Trafiłem go bilą w obojczyk, a ta zrykoszetowała i uderzyła w twarz, po drodze masakrując brew. To było niezamierzone, więc trafienie liczyło się. Gaines nie miał jednak powodów do zachwytu. Nanity natychmiast go załatały, ale krew nadal spływała i zasychała na policzku.
Obaj byliśmy spoceni i lekko pijani. Graliśmy w odmianę dziewięciobilową, gdyż tradycyjna piętnastka równała się samobójstwu.

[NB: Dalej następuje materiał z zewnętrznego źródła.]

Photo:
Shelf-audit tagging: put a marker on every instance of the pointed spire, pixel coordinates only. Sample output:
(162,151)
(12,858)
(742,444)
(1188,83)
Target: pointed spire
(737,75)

Spudłowałem przy piątej i nadeszła kolejka majora. Spojrzał na mnie, zacisnął dłonie na kiju i zlokalizował pomarańczową bilę. Wisiała w doskonałym miejscu, pewny strzał, bez rotacji.
– Wie pan, sir – powiedział, przygotowując się do uderzenia – po tym wszystkim, co miało miejsce, dziwię się, że pan mi ufa i przebywa ze mną sam na sam w tym pomieszczeniu.
Podniosłem na niego wzrok. Takiego komentarza się nie spodziewałem. Najwyraźniej nawiązywał do zabójców, którzy próbowali pozbawić mnie życia. Ostatniemu z nich udało się zabić Sandrę, moją narzeczoną i ochroniarza w jednej osobie. Temat dyskusji był delikatny, a major nie przypadkiem zaczął ją w tym momencie.